You might also notice that the initial request sometimes takes a very long time—I’ve observed delays of up to 28 seconds. Again, this doesn’t happen consistently. Importantly, this time isn’t spent in the pre-processing phase, and it doesn’t block the user interface, so I believe it’s a separate issue. My guess is that it might be related to initializing the communication channel to the phone that's required to make the request—but that’s purely speculative at this point.

  • Sounds to me that the API does handle it - just not as fast as you'd like.

    I disagree—I wouldn't consider a multi-second block as "handling it." As FlowState pointed out, this only happens intermittently, so it's clearly not just a matter of processing time. There's something else going on here, though I can't say exactly what.

    The bottom line is that I believe the API could and should handle this better. Yes, workarounds exist, but they come with a cost. And really, why should every developer working with large JSON data have to reinvent the wheel when this could be addressed more effectively at the API level?

    There are better ways to manage long-running processing. Unfortunately, the Garmin API lacks support in this area. In both of my apps, I ended up writing a custom task queue to break down larger operations into smaller asynchronous tasks—leaving room in between to handle user input smoothly.

  • You are forgetting other factors such as what else the Garmin is doing at the time.

  • CIQ is single threaded so while you are doing the first part (handling the data), you can't do the second part (input).

    It actually sound to me that maybe the code handling the first part should trigger the watchdog.  This won't fix your issue.

    When the-ninth says "pre-processing (the received data)", he's referring to Garmin code which is apparently doing so, not his own code. Not sure if you got that, based on this: "while you are doing the first part (handling the data)" and this "maybe the code handling the first part should trigger the watchdog".
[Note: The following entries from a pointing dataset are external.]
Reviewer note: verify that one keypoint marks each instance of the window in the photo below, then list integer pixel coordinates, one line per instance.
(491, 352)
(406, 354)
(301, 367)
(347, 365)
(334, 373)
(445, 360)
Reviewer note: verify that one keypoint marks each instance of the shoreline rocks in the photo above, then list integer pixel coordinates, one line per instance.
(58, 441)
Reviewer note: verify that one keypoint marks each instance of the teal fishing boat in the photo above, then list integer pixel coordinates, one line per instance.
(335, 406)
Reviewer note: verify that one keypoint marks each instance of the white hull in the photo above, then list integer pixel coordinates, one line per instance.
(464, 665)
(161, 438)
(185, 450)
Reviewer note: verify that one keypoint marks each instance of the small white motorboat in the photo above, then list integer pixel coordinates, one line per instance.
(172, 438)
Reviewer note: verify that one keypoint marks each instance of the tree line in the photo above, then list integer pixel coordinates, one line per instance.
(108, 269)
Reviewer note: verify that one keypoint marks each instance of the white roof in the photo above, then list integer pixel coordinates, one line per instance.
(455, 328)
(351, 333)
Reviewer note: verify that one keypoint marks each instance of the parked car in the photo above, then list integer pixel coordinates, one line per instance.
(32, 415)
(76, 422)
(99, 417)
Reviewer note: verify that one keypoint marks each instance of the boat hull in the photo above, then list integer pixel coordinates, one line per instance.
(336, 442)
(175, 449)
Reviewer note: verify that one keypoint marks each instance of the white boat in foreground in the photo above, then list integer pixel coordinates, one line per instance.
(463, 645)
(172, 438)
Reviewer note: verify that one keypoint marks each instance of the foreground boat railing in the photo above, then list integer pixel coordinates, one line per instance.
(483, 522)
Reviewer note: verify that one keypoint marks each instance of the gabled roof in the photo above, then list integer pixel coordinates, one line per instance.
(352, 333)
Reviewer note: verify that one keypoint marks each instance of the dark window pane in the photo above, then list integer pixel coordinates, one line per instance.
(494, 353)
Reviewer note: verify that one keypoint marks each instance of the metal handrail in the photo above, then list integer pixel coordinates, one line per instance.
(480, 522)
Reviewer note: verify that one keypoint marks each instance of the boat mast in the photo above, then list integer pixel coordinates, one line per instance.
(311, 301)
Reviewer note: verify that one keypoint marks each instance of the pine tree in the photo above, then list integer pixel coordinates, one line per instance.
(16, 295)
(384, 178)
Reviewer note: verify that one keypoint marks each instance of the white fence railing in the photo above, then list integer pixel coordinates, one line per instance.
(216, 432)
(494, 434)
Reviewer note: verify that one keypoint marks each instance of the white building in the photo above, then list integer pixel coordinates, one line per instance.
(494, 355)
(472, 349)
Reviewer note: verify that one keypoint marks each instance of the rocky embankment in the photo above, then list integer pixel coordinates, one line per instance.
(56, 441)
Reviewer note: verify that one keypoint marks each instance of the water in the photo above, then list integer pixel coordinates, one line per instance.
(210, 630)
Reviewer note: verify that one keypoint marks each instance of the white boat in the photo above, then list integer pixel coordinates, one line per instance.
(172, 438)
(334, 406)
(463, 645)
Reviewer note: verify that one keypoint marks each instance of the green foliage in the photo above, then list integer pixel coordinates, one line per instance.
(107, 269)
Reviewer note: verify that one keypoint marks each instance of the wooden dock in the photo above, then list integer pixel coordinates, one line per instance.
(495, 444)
    Unless you were suggesting that Garmin's own code should trigger its own watchdog? By that logic, Garmin should be rewriting its own code to avoid this situation.

    Sounds to me that the API does handle it - just not as fast as you'd like.  If the response blocks the UI for a few seconds there are things in your design to consider

    You may be missing the point that the problem with the long delay happens intermittently:

    "With these large responses, I’ve observed on my physical Epix 2 Pro that the pre-processing phase—the time between the response arriving and the onReceive callback being invoked—can occasionally take an unusually long time. While this phase typically lasts between 150ms and 300ms, I’ve seen it spike up to 10,000ms."

    Your point might be more valid if the long delay happened consistently, with every request.

  • Sounds to me that the API does handle it - just not as fast as you'd like.  If the response blocks the UI for a few seconds there are things in your design to consider - such as the amount of data (as I mentioned), or even the speed you are making the requests - If you do them too often it could be more noticeable - Try spacing them out more.

    Remember you are running on a fairly slow device (vs a pc/mac).  With CIQ only being single threaded it can only do one thing at a time.

  • The way to do that is make the first part more efficient.  Maybe add a proxy to reduce how much you process or to get the data split between multiple requests

    This issue isn’t about finding workarounds. If the API accepts large requests, it should be able to handle them reliably—full stop.